3/4 pound ground meat (beef, pork, veal mix is perfect)
one small can crushed san marzanos
3/4 cup dry white wine
3/4 cup veal stock
3/4 cup whole milk
half cup grated parmigiano reggiano
quarter cup finely diced carrot
quarter cup finely diced celery
quarter cup finely diced white onion
quarter cup finely diced garlic
fresh-ground black pepper
chopped fresh tarragon
one bay leaf
Sautee the carrots on low until they are well softened and starting to shrink.
Add the celery and continue to sautee.
Add the garlic and continue to sautee.
Add the onions, tarragon, pepper, and nutmeg, and continue to sautee until the gemisch is nicely caramelizing.
Add the meat, turn up the heat to medium, and sautee until fully cooked and starting to brown.
Turn heat up to medium high, deglaze with the wine, and reduce until most of the liquid is gone.
Add the milk and reduce until most of the liquid is gone.
Add the stock, tomatoes, and a bay leaf, turn heat to low, and simmer lidde-offe for hours with thorough stirring every 20 minutes.

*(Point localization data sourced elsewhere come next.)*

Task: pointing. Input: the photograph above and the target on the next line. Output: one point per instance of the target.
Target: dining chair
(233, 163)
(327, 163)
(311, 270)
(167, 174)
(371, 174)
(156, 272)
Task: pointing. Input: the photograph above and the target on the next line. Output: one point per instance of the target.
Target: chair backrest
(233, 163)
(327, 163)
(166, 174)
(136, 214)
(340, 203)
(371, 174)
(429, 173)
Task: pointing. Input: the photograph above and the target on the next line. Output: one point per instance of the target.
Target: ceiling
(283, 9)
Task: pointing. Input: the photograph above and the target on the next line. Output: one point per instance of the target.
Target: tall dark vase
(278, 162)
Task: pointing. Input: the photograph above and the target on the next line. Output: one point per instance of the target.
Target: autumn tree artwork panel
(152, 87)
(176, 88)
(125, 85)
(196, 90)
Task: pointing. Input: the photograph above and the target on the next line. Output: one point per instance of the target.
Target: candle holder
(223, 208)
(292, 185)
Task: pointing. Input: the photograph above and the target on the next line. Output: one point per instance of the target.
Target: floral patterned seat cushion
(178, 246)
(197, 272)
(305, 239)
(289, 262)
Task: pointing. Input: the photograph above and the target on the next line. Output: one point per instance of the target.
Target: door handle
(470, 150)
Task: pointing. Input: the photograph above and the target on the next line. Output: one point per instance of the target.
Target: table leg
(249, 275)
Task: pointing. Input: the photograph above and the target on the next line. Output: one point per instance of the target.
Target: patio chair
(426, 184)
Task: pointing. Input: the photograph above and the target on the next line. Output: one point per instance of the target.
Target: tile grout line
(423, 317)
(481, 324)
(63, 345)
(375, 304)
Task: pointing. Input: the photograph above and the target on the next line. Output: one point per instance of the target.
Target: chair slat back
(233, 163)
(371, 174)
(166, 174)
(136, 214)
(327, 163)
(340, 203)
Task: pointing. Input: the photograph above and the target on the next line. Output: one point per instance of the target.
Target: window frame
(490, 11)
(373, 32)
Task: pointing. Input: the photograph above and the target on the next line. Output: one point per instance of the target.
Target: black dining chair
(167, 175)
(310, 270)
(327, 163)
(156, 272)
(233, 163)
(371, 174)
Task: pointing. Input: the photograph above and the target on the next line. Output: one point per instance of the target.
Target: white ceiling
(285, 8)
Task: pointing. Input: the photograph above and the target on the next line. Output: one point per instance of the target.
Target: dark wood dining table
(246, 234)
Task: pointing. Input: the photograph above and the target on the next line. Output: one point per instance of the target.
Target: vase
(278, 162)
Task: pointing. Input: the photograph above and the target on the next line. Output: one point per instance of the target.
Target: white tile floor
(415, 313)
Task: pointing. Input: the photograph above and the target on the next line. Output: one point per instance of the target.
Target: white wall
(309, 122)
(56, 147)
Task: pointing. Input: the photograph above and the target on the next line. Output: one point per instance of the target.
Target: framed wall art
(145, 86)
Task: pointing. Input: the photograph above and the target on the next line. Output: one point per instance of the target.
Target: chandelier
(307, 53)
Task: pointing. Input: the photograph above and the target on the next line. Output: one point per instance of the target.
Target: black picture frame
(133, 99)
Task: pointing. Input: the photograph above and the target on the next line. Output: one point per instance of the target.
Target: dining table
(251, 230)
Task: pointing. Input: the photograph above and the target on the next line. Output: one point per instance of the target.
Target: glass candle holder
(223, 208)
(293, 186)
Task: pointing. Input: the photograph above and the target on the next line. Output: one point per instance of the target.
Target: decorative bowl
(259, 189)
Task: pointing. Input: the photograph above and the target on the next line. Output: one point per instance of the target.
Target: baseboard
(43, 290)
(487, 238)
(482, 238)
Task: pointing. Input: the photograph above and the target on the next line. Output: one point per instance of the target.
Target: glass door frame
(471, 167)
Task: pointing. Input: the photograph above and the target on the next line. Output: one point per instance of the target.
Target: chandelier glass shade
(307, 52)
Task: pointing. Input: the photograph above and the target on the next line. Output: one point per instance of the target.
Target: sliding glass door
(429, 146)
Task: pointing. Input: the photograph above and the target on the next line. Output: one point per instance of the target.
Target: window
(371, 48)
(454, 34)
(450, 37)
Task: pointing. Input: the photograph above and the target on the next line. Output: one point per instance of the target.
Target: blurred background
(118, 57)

You can add a little water as needed if it reduces too much, but you want the sauce to become extremely thick. Salt to taste as needed.
Sauce is done! This was after four hours of simmering.
Boil the penne in salty water until very molto al dente, add one half cup of pasta water to the sauce, turn the heat up to high, throw in the drained pasta, and finish for two minutes with gentle stirring.
Add the cheese and stir well to incorporate.